ODD, for instance, includes angry outbursts, typically directed at people in authority. But a diagnosis is dependent on the behaviours lasting continuously for more than six months and disrupting a child's functioning. On the other hand, conduct disorder is a far more serious diagnosis and involves behaviour one would consider cruel to both other people and animals. This can include physical violence and even criminal activity — behaviours that are very uncommon in preschool-age children.
Autism, meanwhile, is a broad range of disorders that can affect children in a variety of ways, including behaviorally, socially, and cognitively. They are considered a neurological disorder and, unlike other behavioural disorders, the symptoms may begin as early as infanthood. According to the American Psychiatric Association, about one in 68 children are diagnosed with an autism spectrum disorder.
What is ODD (Oppositional Defiant Disorder)

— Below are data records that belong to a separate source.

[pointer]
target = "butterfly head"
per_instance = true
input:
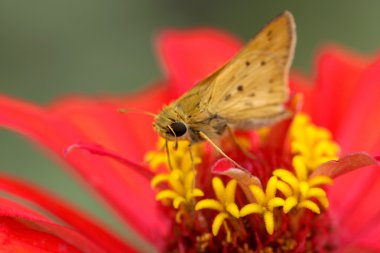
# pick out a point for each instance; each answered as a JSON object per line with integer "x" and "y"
{"x": 169, "y": 125}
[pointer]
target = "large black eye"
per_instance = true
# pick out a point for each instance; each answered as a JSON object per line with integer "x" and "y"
{"x": 179, "y": 128}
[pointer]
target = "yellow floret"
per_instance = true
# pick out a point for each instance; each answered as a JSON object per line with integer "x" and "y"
{"x": 313, "y": 144}
{"x": 300, "y": 190}
{"x": 266, "y": 203}
{"x": 224, "y": 204}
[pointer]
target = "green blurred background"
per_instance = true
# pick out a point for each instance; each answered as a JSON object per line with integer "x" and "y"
{"x": 49, "y": 48}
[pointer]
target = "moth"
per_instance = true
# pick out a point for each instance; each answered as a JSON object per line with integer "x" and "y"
{"x": 248, "y": 92}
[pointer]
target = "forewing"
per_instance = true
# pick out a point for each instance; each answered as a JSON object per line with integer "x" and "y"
{"x": 253, "y": 85}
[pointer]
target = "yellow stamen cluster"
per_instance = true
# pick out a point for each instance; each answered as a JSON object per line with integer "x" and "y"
{"x": 224, "y": 204}
{"x": 265, "y": 203}
{"x": 180, "y": 180}
{"x": 314, "y": 144}
{"x": 286, "y": 192}
{"x": 299, "y": 189}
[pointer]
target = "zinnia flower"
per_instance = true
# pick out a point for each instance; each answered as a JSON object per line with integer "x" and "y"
{"x": 290, "y": 198}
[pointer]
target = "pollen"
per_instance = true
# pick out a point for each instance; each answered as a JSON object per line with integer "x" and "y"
{"x": 224, "y": 203}
{"x": 265, "y": 204}
{"x": 314, "y": 144}
{"x": 301, "y": 190}
{"x": 177, "y": 184}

ODD is a type of behaviour disorder. Children with ODD often act out. For example, they throw temper tantrums, defy authority figures, or argue with peers or siblings. These behaviours may happen only at home, around parents. They may take place in other settings, too, such as school. It is estimated between 2 and 16 per cent of school-age children and teens have ODD. Symptoms of ODD can appear as early as 2 or 3 years old. However, it's more likely they'll show up between ages 6 and 8. If ODD is not addressed and treated in childhood, the child may develop long-term, chronic problems. These issues can last through their teenage years and into adulthood.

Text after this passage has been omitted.